Title: DEFIANCE: AVALANCHE S1 E2
Featuring: Cyrus Bates
Date: 3/17/2021
Location: Cheyenne, Wyoming

PREVIOUSLY ON DEFIANCE: AVALANCHE...

Various clips show a group of green professional wrestlers being introduced to the AVALANCHE ACADEMY which is a bubble dome training facility and dorm building all set up as its own community in a corner of Garland Farms, Cheyenne, Wyoming.

The recap includes highlighting the staff members, the contestants and the rules of the half-training, half-competition.

For those that remember, Starscream was immediately eliminated by Malak Garland because the Keyboard King did not like the look of the trainee.

Later on, the host, Gus Wolf, also sent Peter Vetra packing for asking a stupid question.

Now it’s time to find out what happens this time at the Academy!

The frigid March Wyoming air lingers like a low hanging cloud as the remaining participants of Septimus Tyne, Ryan Knox, Al Sparks, Megan Kron, George Othello, Strong AF, Nathan Cross, Delilah Sanders and Shawn Steele all approach what looks to be an obstacle course set up in the middle of the farmers field. Of course, each participant is wearing their official AVALANCHE ACADEMY tracksuit. Cyrus Bates stoically stands by a LiT torch, arms folded across his chest. He too is in his special trainer tracksuit.

Cyrus Bates:
Weaklings, rise and shine and welcome to my gauntlet. I don’t want to hear any groaning.

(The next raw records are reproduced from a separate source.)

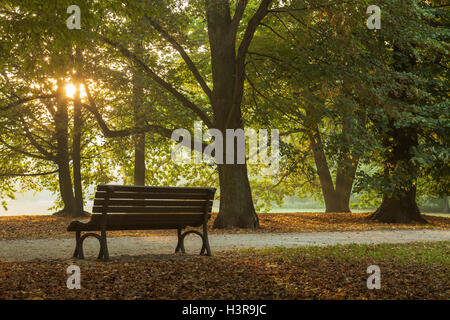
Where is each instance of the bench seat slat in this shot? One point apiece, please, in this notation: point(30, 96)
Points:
point(139, 222)
point(152, 195)
point(142, 203)
point(197, 209)
point(154, 189)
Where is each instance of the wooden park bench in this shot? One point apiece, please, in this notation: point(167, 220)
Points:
point(119, 207)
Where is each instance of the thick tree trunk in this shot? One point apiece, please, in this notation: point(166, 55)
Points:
point(336, 199)
point(403, 209)
point(399, 201)
point(62, 153)
point(445, 207)
point(139, 120)
point(236, 204)
point(399, 205)
point(139, 160)
point(76, 153)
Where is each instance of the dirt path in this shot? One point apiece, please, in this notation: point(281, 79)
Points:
point(47, 249)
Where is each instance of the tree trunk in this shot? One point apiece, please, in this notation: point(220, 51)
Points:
point(445, 207)
point(236, 204)
point(399, 205)
point(62, 153)
point(399, 201)
point(76, 151)
point(139, 120)
point(336, 199)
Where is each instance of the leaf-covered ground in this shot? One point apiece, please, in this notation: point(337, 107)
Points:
point(45, 226)
point(408, 271)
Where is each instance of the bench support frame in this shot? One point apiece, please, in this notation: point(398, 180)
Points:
point(104, 254)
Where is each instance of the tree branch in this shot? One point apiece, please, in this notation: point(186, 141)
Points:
point(183, 54)
point(23, 100)
point(178, 95)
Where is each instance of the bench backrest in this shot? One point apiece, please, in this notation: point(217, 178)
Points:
point(142, 199)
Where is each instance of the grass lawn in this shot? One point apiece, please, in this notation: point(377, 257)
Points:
point(45, 226)
point(408, 271)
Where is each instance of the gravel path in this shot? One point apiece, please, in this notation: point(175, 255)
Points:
point(48, 249)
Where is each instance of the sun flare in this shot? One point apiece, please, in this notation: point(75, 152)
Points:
point(71, 90)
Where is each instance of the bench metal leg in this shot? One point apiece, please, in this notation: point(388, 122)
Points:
point(180, 244)
point(103, 247)
point(103, 253)
point(78, 253)
point(205, 242)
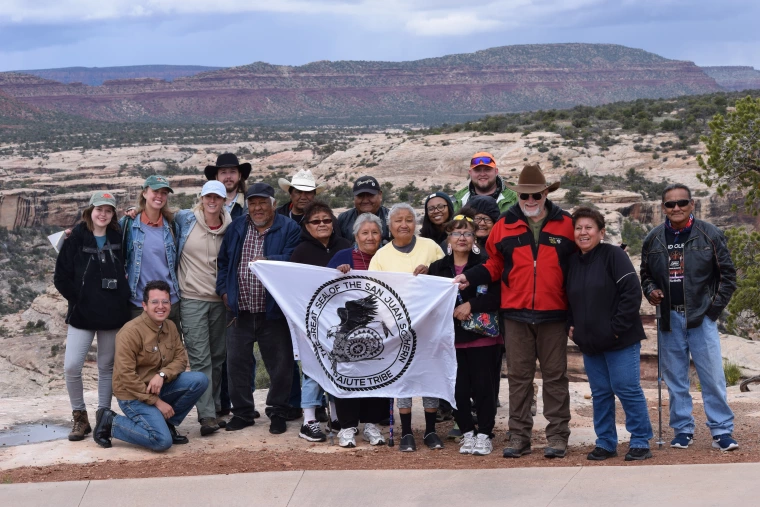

An impressive ‘Gauntlet of Cyrus’ graphic flashes across the bottom of the television feed.

Cyrus Bates:
I promise you, if you’re cold now, just wait. Things do not get easier.

A panning shot of the contestants shows lots of worried looks on their faces.

Cyrus Bates:
As I said, this is my gauntlet and it is your clout challenge this time. I have hand crafted this daunting obstacle course to challenge each and every one of you not only physically but mentally.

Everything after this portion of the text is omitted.